A couple years ago, eBay created its "disruptive innovation" program, which ultimately resulted in John Donahoe becoming the CEO of the company and heading the company further along a disruptive path of innovation, or as I like to call it, destructive innovation. An AuctionBytes article from December 4, 2008 is quite prophetic. The article, eBay Replaces Community with Commodity, closes with the following statement:
In April, top eBay executives speaking at conferences said eBay was moving towards a more retail-like experience, and that "you will not recognize eBay this time next year." Truer words could not have been spoken, and once the holiday shopping season is over, we're likely to see more change.
EBay has been very busy during early 2009 in continuing its destructive innovation. On January 2o, eBay launched the new and improved My eBay, which loads slower, crashes many browsers, and is a bit difficult to customize and use.
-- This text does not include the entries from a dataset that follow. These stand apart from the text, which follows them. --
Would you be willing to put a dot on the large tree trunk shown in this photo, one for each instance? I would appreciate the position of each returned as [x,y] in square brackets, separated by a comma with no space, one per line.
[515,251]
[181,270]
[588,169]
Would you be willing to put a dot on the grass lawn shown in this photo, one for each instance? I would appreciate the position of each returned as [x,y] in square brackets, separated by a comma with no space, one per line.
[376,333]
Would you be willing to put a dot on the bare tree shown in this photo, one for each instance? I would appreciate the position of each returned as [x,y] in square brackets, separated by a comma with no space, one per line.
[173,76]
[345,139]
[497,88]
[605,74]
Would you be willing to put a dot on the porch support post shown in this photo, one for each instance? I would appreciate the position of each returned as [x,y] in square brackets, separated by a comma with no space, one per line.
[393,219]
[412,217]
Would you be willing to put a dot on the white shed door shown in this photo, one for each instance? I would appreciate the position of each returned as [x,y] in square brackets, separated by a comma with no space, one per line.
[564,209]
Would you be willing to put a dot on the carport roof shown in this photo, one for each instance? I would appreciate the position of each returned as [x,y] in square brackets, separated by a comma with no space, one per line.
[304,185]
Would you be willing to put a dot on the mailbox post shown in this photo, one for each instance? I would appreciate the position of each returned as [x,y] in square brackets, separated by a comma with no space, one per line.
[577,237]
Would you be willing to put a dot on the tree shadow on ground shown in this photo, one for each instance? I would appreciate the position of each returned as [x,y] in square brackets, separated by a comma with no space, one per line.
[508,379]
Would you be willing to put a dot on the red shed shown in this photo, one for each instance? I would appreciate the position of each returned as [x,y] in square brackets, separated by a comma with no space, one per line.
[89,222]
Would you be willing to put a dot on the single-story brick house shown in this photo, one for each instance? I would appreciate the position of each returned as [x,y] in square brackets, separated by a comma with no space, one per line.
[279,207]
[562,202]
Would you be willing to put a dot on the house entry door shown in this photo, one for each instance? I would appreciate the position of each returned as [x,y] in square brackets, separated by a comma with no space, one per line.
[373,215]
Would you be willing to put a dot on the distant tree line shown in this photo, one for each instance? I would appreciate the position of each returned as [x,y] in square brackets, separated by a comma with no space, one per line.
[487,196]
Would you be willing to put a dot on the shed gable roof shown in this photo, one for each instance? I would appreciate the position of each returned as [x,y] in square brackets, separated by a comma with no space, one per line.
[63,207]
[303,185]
A few weeks ago, I first heard that eBay planned to upgrade its message boards on February 3. I, along with many other users, suspected that the changes to the message boards would make them worse instead of better. EBay upgraded, or rather, destructively innovated, the message boards a little more than 24 hours ago. Yes, the message boards do have some new features which are improvements. The problem is that some of the other new features make the boards far less usable than they were before. Sound familiar? We just went through this a few weeks ago with My eBay.

All message comments now have the avatars of the users who post the messages. This is fine within each message thread, but it is problematic on the main page of each message board. The avatars cause the titles of the threads to be far apart and difficult to quickly scan. Add that to the fact that the pages now load slower and hang slightly, and it takes more time and effort to view the available topics.

EBay has defaulted each page of each message board to just fifteen posts. Each board has an advanced options tab in which the user can increase the number of posts to as many as 50. I did this earlier today, but later, the boards had defaulted back to 15 posts per page. It is not helpful when settings need to be changed repeatedly.

So far I am not impressed with the new message boards. The message boards were great because they were so easy to read. I am not certain whether I will be reading the message boards as much. Perhaps eBay wishes to destroy the message boards so that users will not have the ability to complain so much.

Now that eBay has begun to destroy its message boards, what will be changed next? No, wait; I already know. I'm sure we will all be defaulted into that horrible new eBay search called the "Playground" in which users are unable to find anything.

Change for the sake of change is never good.